In spite of the grim statistics, Americans, particularly Hispanic immigrants, at least have the correct view about the nature of marriage, if the recent vote on Proposition 8 is any indication. Still, the question remains: Why don’t Hispanics seem to care about marriage in practice? One answer might be that neither American society at large nor their own families and communities expect them to. The millions of illegal immigrants who surged across our borders during the last 40 years of sexual rebellion were, like so many native Americans, caught up in the orgy.

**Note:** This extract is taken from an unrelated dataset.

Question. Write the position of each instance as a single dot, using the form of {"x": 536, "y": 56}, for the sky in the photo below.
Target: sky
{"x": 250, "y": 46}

The rest of the country mirrors this trend. Despite waning marriage and waxing illegitimacy rates, since 1998, anti-“gay marriage” amendments have passed in every state where they have appeared on the ballot, often by overwhelming margins. Florida, Michigan, Nevada, Ohio, Oregon, Virginia, and Wisconsin, like California, all went for Obama. Yet all of them have passed marriage amendments since 2002. Unsurprisingly, most of the states with marriage amendments were or are Red States, where marriage rates and fertility are higher and fewer couples shack up. The higher rate of bastardy in Red States is attributable to blacks and Hispanics, as Popenoe shows.
So, despite uncontrolled immigration, the continued hard leftism of minorities, and the collapsing number of marriages and demands of organized buggery, most Americans—white, black, and Hispanic—still believe marriage is a union of one man and one woman. A trace of normalcy remains.